Instrumentos 8 – Painel igualmente completo, com boa iluminação constante Optitron em branco. Mais bonito que o do Camry, mas igualmente pouco inspirado.
Itens de conveniência 7 – Bem completo – a lista de equipamentos não fez feio em comparação ao Camry, e isso é um grande elogio. Ainda assim, fica devendo itens como teto solar e ar bi-zone.
Espaço interno 10 – A acomodação é ótima tanto à frente quanto atrás, com amplo espaço. Não testamos a terceira fileira de bancos, que estava ausente da unidade avaliada.
Porta-malas 10 – O compartimento nem é tão fundo assim, mas é alto. Dá pra colocar diversas malas em pé. A bagagem de quatro ou cinco pessoas cabe sem dificuldade. O revestimento é completo.
Motor 10 – A calibração para torque faz com que dificilmente precisemos de altos giros, situação na qual o motor urra e empurra a Hilux com força. Na condição normal, mal se consegue ouvi-lo. A unidade é moderna, potente, mas empurrando 2 toneladas não teria como ser econômica.
Desempenho 8 – É um carro alto e pesado, o que cobra seu preço. Tomando o devido cuidado, a Hilux surpreende nas acelerações e retomadas.
Câmbio 7 – Cinco marchas e uma operação bastante suave e decidida. É possível subir e descer marchas pelo curso da alavanca, mas não há opção de troca sequencial.
Freios 6 – Tambor na traseira? A Toyota tem dessas. A Hilux imobiliza bem as duas toneladas, mas que podia ser melhor, bem que podia.
Suspensão 5 – O eixo rígido atrás vem com a configuração típica: um carro duro para aguentar o fora de estrada, transmitindo diversas imperfeições à cabine. Falta refinamento.

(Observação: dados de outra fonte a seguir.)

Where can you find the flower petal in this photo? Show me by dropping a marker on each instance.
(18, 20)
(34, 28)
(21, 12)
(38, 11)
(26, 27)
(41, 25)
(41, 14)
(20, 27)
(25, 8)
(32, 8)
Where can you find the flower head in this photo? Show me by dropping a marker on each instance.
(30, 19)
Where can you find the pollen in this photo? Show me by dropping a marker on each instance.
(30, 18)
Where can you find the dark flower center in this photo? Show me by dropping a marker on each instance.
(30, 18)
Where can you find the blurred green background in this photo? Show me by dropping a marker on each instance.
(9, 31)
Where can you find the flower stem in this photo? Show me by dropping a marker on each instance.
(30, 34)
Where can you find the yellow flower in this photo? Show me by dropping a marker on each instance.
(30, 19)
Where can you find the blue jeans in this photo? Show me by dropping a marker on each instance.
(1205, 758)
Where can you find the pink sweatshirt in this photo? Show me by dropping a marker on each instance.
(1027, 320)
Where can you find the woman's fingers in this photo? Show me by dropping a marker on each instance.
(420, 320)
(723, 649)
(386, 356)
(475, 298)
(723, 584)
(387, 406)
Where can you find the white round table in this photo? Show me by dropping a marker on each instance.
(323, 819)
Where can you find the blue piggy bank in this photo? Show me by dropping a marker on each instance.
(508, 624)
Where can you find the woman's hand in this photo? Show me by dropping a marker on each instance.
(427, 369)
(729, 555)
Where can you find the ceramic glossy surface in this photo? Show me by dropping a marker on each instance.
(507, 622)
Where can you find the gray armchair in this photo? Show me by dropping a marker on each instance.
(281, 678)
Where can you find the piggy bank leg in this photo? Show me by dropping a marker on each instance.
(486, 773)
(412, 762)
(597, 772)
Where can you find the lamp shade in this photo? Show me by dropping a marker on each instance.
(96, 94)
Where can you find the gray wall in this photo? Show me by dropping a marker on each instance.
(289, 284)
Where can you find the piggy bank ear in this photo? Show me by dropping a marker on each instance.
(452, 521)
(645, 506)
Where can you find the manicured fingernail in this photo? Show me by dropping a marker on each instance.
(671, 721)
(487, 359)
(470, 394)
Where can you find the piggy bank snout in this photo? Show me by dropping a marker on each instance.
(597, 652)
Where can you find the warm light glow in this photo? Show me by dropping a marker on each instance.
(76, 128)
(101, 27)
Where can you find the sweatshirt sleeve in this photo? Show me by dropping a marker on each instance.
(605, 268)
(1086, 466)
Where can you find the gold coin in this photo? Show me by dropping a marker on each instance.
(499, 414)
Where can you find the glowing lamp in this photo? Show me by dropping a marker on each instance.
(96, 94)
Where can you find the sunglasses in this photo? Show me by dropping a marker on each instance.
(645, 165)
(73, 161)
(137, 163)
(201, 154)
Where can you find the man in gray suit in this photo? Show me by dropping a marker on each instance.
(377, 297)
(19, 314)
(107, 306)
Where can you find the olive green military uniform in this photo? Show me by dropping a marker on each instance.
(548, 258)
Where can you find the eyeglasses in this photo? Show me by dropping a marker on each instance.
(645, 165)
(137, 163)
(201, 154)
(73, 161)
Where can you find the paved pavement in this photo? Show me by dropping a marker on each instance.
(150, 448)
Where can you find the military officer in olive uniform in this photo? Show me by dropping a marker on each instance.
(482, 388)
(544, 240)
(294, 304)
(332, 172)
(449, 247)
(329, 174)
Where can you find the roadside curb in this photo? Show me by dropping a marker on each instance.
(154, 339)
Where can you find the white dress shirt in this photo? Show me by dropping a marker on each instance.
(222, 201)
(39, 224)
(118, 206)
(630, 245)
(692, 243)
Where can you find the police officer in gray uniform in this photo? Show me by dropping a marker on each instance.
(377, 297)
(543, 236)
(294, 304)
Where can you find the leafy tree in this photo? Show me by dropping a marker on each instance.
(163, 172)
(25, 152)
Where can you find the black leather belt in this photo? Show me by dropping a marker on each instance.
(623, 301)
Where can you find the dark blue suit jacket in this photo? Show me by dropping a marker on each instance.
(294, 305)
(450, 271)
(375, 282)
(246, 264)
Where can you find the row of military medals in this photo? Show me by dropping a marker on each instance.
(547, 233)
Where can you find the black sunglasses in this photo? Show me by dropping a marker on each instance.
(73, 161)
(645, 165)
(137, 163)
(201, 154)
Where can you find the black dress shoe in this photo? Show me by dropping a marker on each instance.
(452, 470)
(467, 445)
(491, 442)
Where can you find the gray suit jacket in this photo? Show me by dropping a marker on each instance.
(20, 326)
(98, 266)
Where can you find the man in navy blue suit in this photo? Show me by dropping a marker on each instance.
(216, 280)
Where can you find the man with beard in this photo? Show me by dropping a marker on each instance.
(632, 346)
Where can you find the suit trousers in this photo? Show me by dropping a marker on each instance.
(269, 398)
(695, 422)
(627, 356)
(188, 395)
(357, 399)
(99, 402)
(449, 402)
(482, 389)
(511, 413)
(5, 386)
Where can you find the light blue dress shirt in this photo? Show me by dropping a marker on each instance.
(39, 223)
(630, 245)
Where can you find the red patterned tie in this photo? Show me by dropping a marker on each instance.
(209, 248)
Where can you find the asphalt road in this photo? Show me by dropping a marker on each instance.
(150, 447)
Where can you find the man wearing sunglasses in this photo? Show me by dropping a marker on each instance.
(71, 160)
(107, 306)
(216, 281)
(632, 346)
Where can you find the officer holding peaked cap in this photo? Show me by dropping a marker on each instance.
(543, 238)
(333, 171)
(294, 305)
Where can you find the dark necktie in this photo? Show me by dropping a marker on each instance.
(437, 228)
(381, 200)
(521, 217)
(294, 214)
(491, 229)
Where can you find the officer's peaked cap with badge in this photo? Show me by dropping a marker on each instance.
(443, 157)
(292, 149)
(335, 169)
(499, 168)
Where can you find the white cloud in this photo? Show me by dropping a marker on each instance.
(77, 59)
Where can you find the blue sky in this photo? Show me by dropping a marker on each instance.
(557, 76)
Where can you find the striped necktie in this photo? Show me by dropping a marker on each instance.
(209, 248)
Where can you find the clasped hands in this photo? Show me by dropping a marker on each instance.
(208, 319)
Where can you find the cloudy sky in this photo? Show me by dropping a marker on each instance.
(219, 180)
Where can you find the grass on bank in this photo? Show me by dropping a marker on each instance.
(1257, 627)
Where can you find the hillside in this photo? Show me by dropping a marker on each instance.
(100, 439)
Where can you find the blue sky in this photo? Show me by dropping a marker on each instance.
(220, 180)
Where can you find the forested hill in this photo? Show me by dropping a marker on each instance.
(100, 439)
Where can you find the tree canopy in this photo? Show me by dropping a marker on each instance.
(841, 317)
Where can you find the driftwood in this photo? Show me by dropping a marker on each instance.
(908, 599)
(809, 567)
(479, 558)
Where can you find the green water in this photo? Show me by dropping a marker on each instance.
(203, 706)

Estabilidade 2 – Aqui não, tente um Porsche.
Segurança passiva 9 – Air bags frontais, laterais e de cortina. E duas toneladas.
Custo-benefício 0 – Assim como o Camry, a Hilux é muito cara. Por menos grana é possível comprar Ford Edge, Hyundai Santa Fe e Land Rover Freelander, para ficar somente nos SUVs. Sem pagar imposto de importação, a Hilux estaria bem melhor custando 20-30 mil reais a menos.
Agradecimentos ao Best Cars Web Site pelas fotos.
Comentários
Concordo em tudo.
O Camry não é importado dos EUA, mas do Japão. Inclusive existem algumas diferenças do US-Spec para o JDM-Spec, o nosso é JDM-Spec.
É um carro bom (conheço-o muito bem, pois meu tio é proprietário de um modelo 2008), mas que deixa muito a desejar pelo preço pago. Deveria custar na faixa dos R$ 80-100 mil reais, assim como seus concorrentes diretos (Fusion e Malibu). O Hilux SW4, nem se fala...
Eu te digo: exceto o Nissan Sentra -que tem uma suspensão do tipo "pato" (não vai bem na água e nem na terra)a do Sentra é muito dura sem dar boa estabilidade: fail total (e a Nissan "finge" que está tudo em ordem...queria saber quem foi o energúmeno que estragou um carro que seria muito bom, não fose isso!)
Tem razão, vamos trocar. Valeu!
Poxa, dirigi bastante o Sentra e achei a suspensão bastante razoável, ao contrário que sempre leio... ainda não é a ideal, mas tem boa estabilidade em estrada/cidade. É realmente meio dura, mas nem tanto assim. O Astra que uso diariamente é mais duro, o mesmo digo em relação ao Jetta. Civic, nem se fala.